Again, we were nodding like puppets.  

“Well, it's a simple deal, really  Show up tomorrow, here, at 8 am.”

The 3 of us awkwardly ambled outside  There were a few folks, male and female, hanging out as we exited the building  I assumed Bob was recruiting an army.  This was shaping up like a life changing adventure or an ill advised and thoroughly unproductive catastrophe.  I was game to go with the flow.  

I didn't have a ride to the job for tomorrow, so I called Lance, who worked at the A & W near my meetup  Sometimes, it helps to have friends  Lance dropped me off right on time.  I would have to make time to call Felicia about staying with her  

“Ladies and gentlemen, good morning.”  Bob was standing behind a long table  With Bob were 2 other men.  “I see we have our space age marketing team. ”  We all sat around the long table.  The 2 gentlemen with Bob handed us each a notebook.  “I want you to become completely familiar with our revolutionary product and how to sell it.  Each of you, separately, will study the notebook for the next 30 minutes. ”  He nodded his large head vigorously,  “After 30 minutes, we will see who has our sales approach and who doesn't. ”  

I was startled.  I didn't realize this was a competition.  Fear clouded my mind for the entire 30 minutes  

“OK, folks, myself and my colleagues will meet with each of you to determine your suitability for our enterprise.”

I paid no attention to what was happening with any other candidate.  I concentrated only on being friendly and smart.  I hoped that would be enough since I remembered almost nothing about the product.  

“Well, young fella, are you sure you're 18?

“Yes, sir.”

“You got a real nice smile.  You're hard.”

“I'm what?”

“Hard, you're on, congrats.” 

I became the nodding puppet again.  

The dude was at least as old as my old man and never expressed any emotion.  He held both arms out with palms up, “OK, show up at 8 o’clock tamra mornin’.  Capeesh?”

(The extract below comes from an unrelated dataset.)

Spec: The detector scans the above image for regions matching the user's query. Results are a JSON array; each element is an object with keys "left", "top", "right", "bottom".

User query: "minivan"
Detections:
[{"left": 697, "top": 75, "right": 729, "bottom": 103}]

This man truly frightened me.  It was like he was strangling me with his eyes.  All I could manage was a squeaky, “thanks.”.

I awkwardly offered a handshake which my interviewer ignored.  He eagerly waved over another candidate while I exited.

It was chilly the next morning as the 6 of us, 1 female and 5 males waited.  15 minutes stretched to 30.  One of the guys left.  The woman went back to her car to wait.  Finally, one of Bob’s colleagues, not my interviewer, showed up in a large, old model, dirty black Mercury with a red driver’s side door.  He unlocked the glass door to the building without saying a word.  The 5 of us followed him inside.  

“Alright, y'all jest wait here  Bob’ll be here soon to tell y'all what we're doin’.”  He folded his arms and leaned against the unpainted wall.

There were folding chairs scattered throughout the room.  Each of us found a chair.  I just stared at the floor.  The room was littered with construction materials and old coffee cups.  I kept trying to will myself into tranquility.

The minutes dragged by.  The man with the keys disappeared through an inside door.  We started looking at one another, collectively wondering if a big joke, or something worse, was being perpetrated on us.  All of us seemed afraid to speak.  I know I was.  Maybe, there was no reason to be friendly in this more adult world.  Friendliness must be a sign of weakness, I surmised.